O BC anunciou na quinta passada que irá, até o fim do ano, ofertar US$ 500 milhões diários (de segunda a quinta) em swaps cambiais tradicionais - contratos cuja colocação equivale à venda de dólares no mercado futuro. Além disso, às sextas-feiras disponibilizará até US$ 1 bilhão por meio de leilões de linhas, modalidade na qual o BC vende dólares ao mercado com compromisso de recompra em determinada data.
Essa estratégia, já utilizada pelo BC em 2002 e 2008, tem dois grandes benefícios: a transparência e o compromisso com uma cartilha mais amigável com o mercado. Ao estabelecer uma ordem para a sua forma de agir, o BC elimina os ruídos em torno de qual seria, afinal, sua estratégia de intervenção, dúvida que amplia as pressões sobre a taxa de câmbio. Basta lembrar que, nas últimas semanas, era acalorado o debate entre agentes a respeito da intenção do BC ao ofertar swap cambial. Estaria o BC interessado em segurar a cotação do dólar, apenas dar "hedge" (proteção) às instituições, suprir liquidez ou corrigir distorções de preço em relação ao mercado externo?

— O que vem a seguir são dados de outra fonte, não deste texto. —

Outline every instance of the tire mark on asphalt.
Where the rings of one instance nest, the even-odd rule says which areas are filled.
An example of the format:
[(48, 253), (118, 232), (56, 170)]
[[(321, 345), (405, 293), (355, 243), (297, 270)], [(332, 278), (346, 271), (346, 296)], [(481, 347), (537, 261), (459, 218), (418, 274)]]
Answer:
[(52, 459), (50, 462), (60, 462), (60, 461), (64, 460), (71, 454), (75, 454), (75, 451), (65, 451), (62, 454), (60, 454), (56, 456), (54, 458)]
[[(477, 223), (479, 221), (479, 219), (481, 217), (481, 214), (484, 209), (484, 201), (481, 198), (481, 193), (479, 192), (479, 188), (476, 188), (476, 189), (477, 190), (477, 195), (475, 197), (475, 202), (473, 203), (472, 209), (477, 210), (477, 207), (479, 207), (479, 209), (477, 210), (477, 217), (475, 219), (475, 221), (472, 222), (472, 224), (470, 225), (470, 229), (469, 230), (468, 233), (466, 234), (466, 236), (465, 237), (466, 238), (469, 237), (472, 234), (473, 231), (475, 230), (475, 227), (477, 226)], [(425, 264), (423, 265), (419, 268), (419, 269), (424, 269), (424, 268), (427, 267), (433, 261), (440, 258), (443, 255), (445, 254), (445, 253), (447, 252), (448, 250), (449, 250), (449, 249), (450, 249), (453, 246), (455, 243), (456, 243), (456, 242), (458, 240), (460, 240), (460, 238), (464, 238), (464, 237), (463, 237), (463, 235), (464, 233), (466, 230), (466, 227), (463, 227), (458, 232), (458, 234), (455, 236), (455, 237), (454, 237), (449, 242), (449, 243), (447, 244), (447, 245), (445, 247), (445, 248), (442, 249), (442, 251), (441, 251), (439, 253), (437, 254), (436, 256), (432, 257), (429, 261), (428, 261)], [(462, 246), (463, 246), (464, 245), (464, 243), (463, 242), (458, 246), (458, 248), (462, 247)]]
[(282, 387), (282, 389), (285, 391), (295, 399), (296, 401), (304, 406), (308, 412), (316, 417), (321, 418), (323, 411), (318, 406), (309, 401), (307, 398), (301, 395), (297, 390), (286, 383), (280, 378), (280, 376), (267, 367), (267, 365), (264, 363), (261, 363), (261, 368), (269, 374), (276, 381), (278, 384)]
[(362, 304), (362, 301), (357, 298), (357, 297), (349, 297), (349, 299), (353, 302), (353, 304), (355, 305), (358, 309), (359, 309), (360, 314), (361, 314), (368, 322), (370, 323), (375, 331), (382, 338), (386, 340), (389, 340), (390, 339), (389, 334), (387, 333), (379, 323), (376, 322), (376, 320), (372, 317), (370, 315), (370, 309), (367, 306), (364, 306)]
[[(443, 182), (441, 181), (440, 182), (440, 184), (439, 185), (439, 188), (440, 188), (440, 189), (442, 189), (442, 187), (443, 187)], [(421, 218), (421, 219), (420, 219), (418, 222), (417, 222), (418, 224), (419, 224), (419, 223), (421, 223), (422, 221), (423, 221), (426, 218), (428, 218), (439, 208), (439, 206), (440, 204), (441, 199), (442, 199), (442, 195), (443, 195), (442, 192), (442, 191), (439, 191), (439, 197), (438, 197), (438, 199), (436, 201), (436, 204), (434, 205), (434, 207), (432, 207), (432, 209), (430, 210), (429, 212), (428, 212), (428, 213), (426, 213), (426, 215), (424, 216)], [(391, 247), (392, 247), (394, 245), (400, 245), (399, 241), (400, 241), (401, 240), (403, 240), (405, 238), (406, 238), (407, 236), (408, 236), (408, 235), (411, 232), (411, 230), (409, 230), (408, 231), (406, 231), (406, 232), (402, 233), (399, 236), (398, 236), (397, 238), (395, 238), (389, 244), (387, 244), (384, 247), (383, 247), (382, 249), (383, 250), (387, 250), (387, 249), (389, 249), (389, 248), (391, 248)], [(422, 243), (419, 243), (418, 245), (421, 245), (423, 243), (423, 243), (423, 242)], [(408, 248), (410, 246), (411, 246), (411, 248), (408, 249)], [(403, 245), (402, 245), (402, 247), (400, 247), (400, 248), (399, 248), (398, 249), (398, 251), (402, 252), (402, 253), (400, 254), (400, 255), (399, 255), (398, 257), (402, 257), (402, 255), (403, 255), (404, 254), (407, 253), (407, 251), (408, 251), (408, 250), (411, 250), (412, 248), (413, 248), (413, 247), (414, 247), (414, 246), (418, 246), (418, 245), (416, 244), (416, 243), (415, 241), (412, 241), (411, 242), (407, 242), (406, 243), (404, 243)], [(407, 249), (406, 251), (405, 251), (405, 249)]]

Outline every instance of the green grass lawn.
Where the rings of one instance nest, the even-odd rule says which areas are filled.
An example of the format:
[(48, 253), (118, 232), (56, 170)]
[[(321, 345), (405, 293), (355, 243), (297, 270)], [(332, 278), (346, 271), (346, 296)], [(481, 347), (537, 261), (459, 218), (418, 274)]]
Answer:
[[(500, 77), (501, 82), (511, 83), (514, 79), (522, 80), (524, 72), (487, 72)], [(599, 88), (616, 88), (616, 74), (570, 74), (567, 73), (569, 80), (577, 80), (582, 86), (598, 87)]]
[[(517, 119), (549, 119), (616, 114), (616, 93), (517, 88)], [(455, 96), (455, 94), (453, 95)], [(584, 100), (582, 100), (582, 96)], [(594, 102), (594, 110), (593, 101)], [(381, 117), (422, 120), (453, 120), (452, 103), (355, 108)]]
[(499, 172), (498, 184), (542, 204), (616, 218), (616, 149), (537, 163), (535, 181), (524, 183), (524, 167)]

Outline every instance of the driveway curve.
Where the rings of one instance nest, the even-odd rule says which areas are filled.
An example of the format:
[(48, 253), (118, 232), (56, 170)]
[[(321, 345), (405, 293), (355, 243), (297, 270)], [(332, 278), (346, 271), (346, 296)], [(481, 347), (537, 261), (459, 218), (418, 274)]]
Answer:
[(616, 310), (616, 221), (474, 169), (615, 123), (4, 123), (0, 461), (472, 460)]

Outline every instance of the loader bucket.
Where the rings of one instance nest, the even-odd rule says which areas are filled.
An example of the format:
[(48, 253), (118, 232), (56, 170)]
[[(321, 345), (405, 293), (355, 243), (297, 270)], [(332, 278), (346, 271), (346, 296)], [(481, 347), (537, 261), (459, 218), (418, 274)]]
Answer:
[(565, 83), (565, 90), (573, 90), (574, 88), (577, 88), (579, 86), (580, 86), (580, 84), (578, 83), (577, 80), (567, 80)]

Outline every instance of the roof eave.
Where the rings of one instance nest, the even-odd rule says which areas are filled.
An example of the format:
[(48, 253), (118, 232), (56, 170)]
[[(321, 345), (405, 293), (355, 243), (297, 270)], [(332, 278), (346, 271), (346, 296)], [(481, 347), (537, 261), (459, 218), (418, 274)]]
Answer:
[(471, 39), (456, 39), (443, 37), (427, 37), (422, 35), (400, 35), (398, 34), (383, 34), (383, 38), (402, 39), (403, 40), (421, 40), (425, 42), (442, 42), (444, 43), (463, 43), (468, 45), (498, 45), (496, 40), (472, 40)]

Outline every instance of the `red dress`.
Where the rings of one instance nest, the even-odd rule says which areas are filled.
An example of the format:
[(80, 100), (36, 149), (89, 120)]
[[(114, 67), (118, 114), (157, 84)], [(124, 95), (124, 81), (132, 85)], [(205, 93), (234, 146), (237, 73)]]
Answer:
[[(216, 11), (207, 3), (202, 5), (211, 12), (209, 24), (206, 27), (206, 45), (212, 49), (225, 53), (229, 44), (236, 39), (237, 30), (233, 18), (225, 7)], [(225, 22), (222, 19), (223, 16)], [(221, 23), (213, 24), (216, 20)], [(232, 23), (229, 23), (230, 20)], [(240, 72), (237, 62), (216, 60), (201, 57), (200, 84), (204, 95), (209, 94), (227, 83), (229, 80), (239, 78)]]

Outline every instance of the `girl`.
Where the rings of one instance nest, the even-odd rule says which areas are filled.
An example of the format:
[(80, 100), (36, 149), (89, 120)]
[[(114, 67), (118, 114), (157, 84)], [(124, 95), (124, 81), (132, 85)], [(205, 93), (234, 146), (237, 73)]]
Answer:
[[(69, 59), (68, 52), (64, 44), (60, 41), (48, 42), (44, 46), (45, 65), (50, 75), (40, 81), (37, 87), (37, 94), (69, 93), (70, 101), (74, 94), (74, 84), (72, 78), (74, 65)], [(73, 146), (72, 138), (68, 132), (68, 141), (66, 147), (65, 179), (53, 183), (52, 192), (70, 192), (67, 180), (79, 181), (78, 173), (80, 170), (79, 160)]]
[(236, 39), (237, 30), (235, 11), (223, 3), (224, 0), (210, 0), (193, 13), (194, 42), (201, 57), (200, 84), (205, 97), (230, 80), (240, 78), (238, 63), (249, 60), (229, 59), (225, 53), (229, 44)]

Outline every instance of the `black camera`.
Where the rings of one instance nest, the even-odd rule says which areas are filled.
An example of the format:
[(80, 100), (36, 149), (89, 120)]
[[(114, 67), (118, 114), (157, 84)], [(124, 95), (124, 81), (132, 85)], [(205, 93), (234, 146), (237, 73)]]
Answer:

Além disso, o BC reafirmou, ao fazer o anúncio, que sua política não vai enveredar por um caminho mais heterodoxo para lidar com a pressão cambial. Tal receio é sempre um ingrediente de tensão nos momentos de volatilidade.
"Dificilmente veremos o dólar operar na casa de R$ 2,10, mas, com o mercado seguro de que vai ter "hedge", acho bem possível voltarmos para algo entre R$ 2,25 e R$ 2,30 até o fim do ano", diz o gestor da Appia Capital Jorge Knauer.
O efeito das vendas diárias, entretanto, pode não ser comparável ao que se viu em 2002 e 2008. Nas duas situações, o BC lidava com um nervosismo que deveria chegar ao ápice em momentos específicos. Em 2002, era a eleição presidencial e, em 2008, a quebra do Lehman Brothers. Agora, o processo de ajuste de preços no mundo está apenas começando.
Por causa dessa incerteza, o mercado não descarta que novas ações tenham de ser adotadas. A medida anunciada na quinta é considerada adequada, mas certamente não é suficiente para responder, sozinha, às pressões globais. Em tese, o próximo passo seria a venda de dólares no mercado à vista. Mas isso só faria sentido se houvesse um movimento claro de saída de recursos.
Ações paralelas à política cambial, como uma puxada na taxa de juros, não podem ser descartadas. Mas, por ora, a leitura é de que o BC esfria a hipótese de um ritmo mais intenso de aperto monetário na reunião do Copom desta semana. A lógica é que, se o BC será mais firme agora nas intervenções no câmbio, é porque pretende manter o ritmo atual de aperto monetário, pelo menos por enquanto.
Mas tudo vai depender do cenário internacional. O que poderia dar um fôlego mais consistente ao mercado seria algum anúncio de ordem fiscal. Existe alguma expectativa em relação ao anúncio do orçamento de 2014. Mas, até lá, o mercado não parece disposto a dar o benefício da dúvida ao governo.